Abstract

AbstractDuring animal development complex morphogenetic movements occur. If these movements are controlled by cell‐to‐cell adhesiveness, the latter should change during embryonic development. To test this possibility indirectly, heart cells or tissue fragments from chick embryos of one and one‐half to five days of incubation were paired in separate experiments with five‐day pigmented retina or neural retina or 36‐hour neural tube. The combinations were made either by fusing together intact tissue pieces or by aggregating mixed cell suspensions dissociated from tissue pairs. All fused pieces and aggregates were cultured for two and one‐half days. The heart cells and tissue fragments from young embryos (1.5–2 days of incubation) displayed a tendency to take up external positions when combined with neural tube. In contrast, heart cells and tissue fragments from older embryos (4–5 days of incubation) tended to take up internal positions when combined with neural tube. A similar result (young heart outside, old heart inside) was found when combinations of heart fragments were made with pigmented retina fragments.

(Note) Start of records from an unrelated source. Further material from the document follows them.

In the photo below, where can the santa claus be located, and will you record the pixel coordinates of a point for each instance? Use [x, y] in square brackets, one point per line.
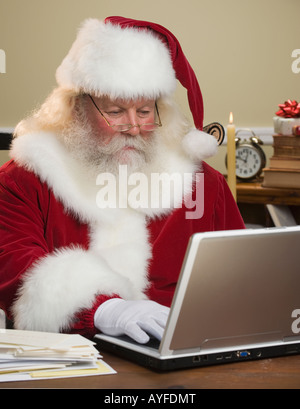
[106, 185]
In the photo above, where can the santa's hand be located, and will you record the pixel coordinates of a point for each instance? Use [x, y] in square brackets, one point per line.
[133, 318]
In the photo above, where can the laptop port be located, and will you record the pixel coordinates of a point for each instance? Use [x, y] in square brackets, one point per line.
[243, 354]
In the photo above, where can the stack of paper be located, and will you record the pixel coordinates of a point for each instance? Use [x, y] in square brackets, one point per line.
[28, 355]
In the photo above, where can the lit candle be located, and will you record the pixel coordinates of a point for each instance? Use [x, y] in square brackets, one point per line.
[231, 165]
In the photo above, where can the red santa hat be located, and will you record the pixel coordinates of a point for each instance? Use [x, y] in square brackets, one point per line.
[126, 58]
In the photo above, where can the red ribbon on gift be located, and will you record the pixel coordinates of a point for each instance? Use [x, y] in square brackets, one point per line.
[290, 109]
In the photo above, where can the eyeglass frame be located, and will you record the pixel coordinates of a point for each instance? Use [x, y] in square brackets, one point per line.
[130, 126]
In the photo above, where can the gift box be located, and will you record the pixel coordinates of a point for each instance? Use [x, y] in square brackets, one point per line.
[287, 118]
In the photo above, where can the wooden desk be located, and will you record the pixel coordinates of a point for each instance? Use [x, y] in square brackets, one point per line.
[268, 206]
[257, 194]
[277, 373]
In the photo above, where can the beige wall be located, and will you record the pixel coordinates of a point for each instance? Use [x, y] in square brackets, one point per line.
[240, 50]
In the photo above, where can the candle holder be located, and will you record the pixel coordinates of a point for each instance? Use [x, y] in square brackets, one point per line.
[216, 130]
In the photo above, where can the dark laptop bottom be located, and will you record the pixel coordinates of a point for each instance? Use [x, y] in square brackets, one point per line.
[198, 360]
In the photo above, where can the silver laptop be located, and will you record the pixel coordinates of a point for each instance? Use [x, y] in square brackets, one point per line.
[237, 298]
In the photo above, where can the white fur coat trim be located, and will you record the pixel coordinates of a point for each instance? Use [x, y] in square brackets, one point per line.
[62, 283]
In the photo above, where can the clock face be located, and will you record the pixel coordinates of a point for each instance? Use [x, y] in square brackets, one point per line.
[248, 162]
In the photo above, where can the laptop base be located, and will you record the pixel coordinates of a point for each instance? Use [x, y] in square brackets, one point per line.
[200, 360]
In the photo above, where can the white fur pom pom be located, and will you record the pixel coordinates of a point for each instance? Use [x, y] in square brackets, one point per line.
[199, 145]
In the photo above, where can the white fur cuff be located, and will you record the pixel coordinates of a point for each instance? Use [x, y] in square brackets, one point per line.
[63, 283]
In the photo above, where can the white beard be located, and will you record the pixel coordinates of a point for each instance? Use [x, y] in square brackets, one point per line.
[89, 148]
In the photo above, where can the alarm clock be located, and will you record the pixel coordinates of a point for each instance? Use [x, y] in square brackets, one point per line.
[250, 157]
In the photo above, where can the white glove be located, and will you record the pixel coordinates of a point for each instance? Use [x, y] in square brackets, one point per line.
[133, 318]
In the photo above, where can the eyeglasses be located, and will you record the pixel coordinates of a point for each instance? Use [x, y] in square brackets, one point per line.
[126, 127]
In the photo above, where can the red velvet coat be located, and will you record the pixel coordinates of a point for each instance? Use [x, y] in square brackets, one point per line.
[57, 265]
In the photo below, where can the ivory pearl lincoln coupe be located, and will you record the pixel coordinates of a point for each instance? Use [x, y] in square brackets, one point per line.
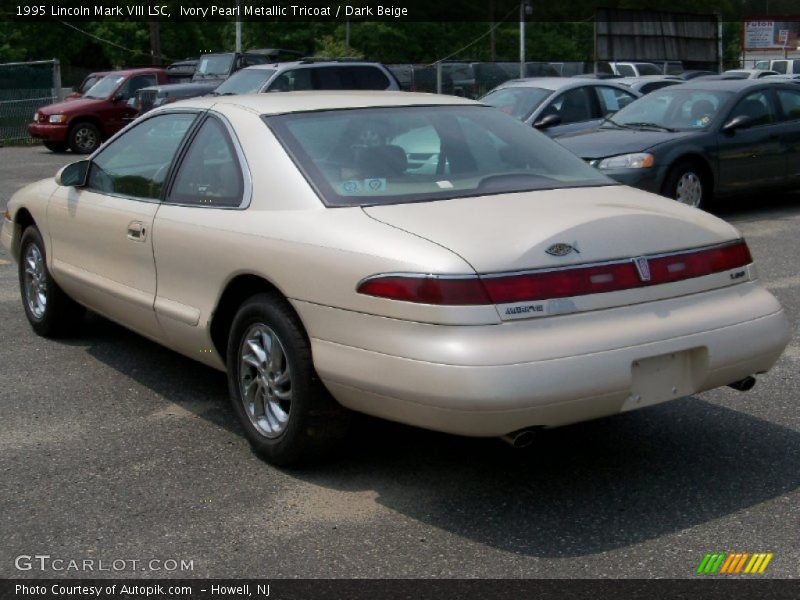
[421, 258]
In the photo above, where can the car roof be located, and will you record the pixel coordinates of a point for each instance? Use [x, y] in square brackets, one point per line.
[727, 85]
[135, 71]
[555, 83]
[288, 102]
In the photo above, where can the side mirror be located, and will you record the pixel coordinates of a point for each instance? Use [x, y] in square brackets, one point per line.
[74, 174]
[548, 121]
[738, 122]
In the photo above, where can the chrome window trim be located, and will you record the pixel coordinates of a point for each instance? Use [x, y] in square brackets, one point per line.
[135, 123]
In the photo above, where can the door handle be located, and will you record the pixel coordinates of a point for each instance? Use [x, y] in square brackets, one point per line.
[136, 231]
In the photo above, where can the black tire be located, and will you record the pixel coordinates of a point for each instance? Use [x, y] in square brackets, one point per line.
[84, 137]
[59, 314]
[689, 176]
[315, 423]
[56, 146]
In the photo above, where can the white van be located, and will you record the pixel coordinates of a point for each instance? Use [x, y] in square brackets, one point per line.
[783, 66]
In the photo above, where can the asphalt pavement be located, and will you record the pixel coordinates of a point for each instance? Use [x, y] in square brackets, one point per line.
[113, 448]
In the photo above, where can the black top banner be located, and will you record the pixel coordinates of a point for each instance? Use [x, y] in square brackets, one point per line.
[367, 10]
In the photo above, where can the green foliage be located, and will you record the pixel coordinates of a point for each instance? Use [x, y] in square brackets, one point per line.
[125, 43]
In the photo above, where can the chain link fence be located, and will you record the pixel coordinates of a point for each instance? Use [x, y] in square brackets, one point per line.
[24, 88]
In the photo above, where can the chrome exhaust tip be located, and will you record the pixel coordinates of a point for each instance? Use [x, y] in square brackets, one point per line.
[520, 439]
[743, 385]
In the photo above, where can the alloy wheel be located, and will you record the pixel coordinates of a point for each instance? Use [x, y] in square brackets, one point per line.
[265, 380]
[689, 189]
[35, 282]
[86, 139]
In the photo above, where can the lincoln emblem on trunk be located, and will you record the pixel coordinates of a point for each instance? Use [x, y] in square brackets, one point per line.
[642, 267]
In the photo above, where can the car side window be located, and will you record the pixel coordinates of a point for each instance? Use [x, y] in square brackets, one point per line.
[790, 104]
[210, 173]
[757, 106]
[136, 163]
[612, 99]
[573, 106]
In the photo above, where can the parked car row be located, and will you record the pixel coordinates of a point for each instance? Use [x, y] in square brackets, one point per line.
[694, 140]
[420, 258]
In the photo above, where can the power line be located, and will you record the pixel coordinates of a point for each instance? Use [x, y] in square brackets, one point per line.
[477, 39]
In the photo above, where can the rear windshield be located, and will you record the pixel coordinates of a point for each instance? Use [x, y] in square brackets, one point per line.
[392, 155]
[246, 81]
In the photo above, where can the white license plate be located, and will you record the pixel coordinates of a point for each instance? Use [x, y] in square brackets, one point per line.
[660, 378]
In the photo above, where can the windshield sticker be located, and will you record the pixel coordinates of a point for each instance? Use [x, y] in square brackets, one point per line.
[351, 186]
[375, 185]
[368, 186]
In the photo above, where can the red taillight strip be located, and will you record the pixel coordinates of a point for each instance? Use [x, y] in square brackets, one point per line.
[544, 284]
[426, 289]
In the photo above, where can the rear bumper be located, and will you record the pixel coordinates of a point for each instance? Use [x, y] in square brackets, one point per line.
[48, 132]
[494, 379]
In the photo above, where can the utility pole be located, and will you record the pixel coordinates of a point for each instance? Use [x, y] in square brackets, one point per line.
[492, 41]
[155, 43]
[238, 28]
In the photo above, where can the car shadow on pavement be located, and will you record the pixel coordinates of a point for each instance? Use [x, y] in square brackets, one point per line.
[204, 392]
[577, 490]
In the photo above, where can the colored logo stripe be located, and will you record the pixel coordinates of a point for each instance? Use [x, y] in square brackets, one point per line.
[734, 562]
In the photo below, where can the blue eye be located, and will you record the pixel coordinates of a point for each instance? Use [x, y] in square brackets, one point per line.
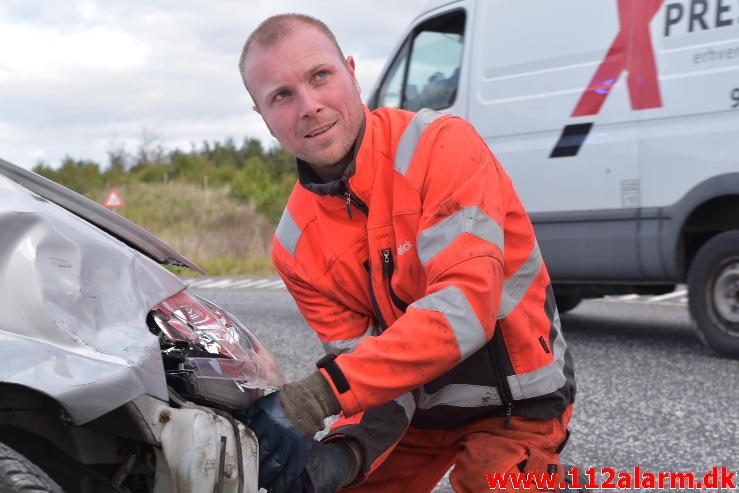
[281, 95]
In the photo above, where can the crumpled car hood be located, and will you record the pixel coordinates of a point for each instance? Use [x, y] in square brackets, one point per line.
[110, 222]
[73, 305]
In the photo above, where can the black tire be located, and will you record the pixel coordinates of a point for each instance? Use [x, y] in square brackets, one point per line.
[713, 293]
[20, 475]
[566, 302]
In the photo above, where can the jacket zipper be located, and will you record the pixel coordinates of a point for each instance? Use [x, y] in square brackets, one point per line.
[388, 268]
[373, 299]
[353, 199]
[504, 390]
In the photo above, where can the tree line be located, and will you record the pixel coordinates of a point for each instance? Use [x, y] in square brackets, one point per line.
[250, 172]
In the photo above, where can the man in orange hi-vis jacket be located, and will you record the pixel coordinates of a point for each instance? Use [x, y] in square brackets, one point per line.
[409, 253]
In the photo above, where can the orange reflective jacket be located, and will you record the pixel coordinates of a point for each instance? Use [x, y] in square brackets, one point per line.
[421, 275]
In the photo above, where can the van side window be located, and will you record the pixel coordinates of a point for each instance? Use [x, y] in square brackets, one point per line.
[392, 88]
[425, 73]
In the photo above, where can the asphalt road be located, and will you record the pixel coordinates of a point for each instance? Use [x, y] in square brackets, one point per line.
[649, 394]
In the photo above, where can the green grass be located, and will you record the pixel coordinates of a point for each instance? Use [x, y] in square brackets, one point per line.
[220, 235]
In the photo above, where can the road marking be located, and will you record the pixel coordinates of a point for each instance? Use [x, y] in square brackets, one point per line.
[674, 294]
[222, 283]
[236, 283]
[677, 297]
[626, 297]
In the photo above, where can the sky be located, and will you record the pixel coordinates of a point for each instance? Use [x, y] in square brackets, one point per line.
[80, 78]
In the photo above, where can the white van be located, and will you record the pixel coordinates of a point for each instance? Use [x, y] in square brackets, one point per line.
[618, 121]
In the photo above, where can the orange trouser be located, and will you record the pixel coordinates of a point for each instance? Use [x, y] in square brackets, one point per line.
[423, 456]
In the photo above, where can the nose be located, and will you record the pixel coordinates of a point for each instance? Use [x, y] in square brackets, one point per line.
[311, 104]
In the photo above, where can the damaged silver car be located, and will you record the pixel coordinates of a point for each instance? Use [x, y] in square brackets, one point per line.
[113, 377]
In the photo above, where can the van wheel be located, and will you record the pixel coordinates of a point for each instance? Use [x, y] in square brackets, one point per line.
[566, 302]
[20, 475]
[713, 287]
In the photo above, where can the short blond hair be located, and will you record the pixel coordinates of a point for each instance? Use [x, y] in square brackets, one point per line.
[275, 29]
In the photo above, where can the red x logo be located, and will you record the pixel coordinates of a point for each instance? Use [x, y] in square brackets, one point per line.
[631, 51]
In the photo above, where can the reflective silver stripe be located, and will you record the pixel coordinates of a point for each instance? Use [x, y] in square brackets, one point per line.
[288, 232]
[546, 379]
[452, 303]
[347, 345]
[460, 395]
[411, 136]
[408, 403]
[515, 287]
[470, 220]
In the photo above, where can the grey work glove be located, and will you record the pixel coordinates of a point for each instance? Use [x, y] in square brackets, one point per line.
[284, 423]
[308, 402]
[330, 466]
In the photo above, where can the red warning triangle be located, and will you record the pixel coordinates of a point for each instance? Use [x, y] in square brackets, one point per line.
[114, 200]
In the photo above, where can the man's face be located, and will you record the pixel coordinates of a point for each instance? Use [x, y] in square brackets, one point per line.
[307, 95]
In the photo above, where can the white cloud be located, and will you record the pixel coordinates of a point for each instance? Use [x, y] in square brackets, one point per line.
[76, 76]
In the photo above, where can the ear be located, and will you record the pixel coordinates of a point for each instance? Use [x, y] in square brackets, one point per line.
[351, 67]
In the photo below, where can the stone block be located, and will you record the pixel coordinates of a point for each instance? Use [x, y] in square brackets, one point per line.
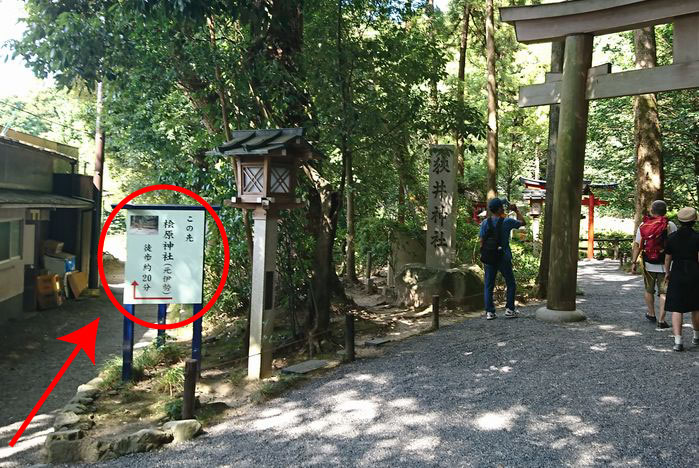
[62, 451]
[90, 389]
[67, 419]
[457, 287]
[182, 430]
[82, 398]
[76, 408]
[405, 249]
[305, 367]
[377, 341]
[142, 441]
[69, 434]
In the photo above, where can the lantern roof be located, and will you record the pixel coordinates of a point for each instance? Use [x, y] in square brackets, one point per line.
[279, 142]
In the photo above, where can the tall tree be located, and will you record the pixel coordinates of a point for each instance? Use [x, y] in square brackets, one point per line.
[557, 55]
[649, 157]
[346, 124]
[461, 88]
[491, 57]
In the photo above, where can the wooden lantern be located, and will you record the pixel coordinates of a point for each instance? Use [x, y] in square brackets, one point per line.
[535, 207]
[267, 162]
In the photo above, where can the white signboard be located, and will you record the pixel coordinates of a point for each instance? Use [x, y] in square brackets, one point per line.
[164, 256]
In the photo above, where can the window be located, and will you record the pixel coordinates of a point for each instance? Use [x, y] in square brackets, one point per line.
[10, 239]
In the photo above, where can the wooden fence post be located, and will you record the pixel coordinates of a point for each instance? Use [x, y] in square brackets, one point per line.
[349, 337]
[190, 384]
[369, 281]
[435, 312]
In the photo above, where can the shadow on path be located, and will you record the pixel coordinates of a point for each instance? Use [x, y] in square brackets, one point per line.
[485, 393]
[32, 356]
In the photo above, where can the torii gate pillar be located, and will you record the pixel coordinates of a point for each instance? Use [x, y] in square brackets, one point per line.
[572, 135]
[579, 22]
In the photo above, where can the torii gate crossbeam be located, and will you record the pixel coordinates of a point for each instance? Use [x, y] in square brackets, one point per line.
[578, 22]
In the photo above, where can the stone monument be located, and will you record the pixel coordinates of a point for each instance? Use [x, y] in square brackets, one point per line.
[441, 207]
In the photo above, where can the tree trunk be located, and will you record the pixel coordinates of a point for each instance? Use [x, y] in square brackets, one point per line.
[491, 56]
[649, 158]
[227, 132]
[557, 54]
[350, 258]
[284, 41]
[346, 125]
[461, 90]
[323, 213]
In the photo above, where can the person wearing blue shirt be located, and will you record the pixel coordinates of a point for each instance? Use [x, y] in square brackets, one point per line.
[496, 211]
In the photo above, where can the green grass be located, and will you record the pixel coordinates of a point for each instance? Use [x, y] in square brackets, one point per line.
[274, 387]
[237, 376]
[171, 381]
[111, 373]
[173, 408]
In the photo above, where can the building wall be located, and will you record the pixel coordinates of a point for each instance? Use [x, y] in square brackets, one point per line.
[11, 276]
[25, 169]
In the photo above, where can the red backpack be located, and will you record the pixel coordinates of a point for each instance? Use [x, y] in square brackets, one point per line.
[654, 235]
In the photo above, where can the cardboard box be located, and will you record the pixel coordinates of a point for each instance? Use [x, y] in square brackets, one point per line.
[52, 247]
[48, 291]
[60, 263]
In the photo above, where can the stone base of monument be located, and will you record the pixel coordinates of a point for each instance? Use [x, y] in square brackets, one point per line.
[457, 287]
[549, 315]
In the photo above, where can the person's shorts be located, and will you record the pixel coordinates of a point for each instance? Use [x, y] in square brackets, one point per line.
[652, 279]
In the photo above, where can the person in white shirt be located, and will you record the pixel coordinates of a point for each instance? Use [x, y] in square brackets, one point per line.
[652, 246]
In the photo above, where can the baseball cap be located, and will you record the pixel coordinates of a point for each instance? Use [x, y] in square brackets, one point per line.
[687, 214]
[495, 204]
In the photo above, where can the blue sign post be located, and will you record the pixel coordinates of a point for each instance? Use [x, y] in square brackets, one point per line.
[164, 265]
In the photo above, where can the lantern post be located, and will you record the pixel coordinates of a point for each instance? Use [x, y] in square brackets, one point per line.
[267, 162]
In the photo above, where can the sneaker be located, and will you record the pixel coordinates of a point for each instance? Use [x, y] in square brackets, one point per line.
[509, 313]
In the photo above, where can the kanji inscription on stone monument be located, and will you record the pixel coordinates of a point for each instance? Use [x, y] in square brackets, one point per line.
[441, 206]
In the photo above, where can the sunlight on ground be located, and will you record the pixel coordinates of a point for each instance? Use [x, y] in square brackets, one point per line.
[32, 438]
[499, 420]
[611, 399]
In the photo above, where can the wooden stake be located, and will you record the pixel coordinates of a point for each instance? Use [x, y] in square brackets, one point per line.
[349, 337]
[190, 384]
[435, 312]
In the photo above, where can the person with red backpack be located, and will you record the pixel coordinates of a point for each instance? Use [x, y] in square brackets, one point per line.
[651, 239]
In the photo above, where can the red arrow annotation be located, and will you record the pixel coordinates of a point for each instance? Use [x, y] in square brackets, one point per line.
[135, 283]
[84, 338]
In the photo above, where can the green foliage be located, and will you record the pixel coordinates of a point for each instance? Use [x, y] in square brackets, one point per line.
[111, 373]
[171, 381]
[272, 388]
[173, 408]
[376, 235]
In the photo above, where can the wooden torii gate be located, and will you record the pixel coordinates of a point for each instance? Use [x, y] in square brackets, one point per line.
[589, 200]
[578, 23]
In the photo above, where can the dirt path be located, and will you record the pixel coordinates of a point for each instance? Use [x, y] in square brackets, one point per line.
[605, 392]
[31, 356]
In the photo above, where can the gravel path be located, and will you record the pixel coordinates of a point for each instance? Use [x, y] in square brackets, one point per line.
[485, 393]
[32, 356]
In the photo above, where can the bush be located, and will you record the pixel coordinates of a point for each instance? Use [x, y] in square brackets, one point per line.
[173, 409]
[171, 381]
[111, 373]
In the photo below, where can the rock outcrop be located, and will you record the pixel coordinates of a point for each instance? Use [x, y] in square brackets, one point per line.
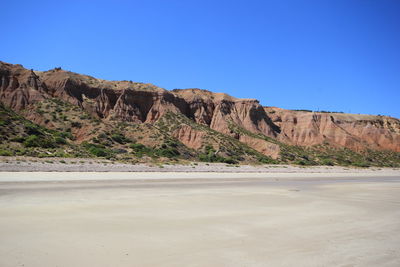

When heart fragments of varying developmental ages were fused with neural retina, the older heart pieces were completely covered by neural retina, whereas younger heart pieces were only partially, if at all, covered by neural retina. These results clearly indicate a change in morphogenetic properties of embryonic heart cells during these early developmental stages. The interpretation is that the heart cells are gradually increasing their cell‐to‐cell adhesiveness, passing from a less adhesive condition at one and one‐half days to a more adhesive condition at four days of incubation.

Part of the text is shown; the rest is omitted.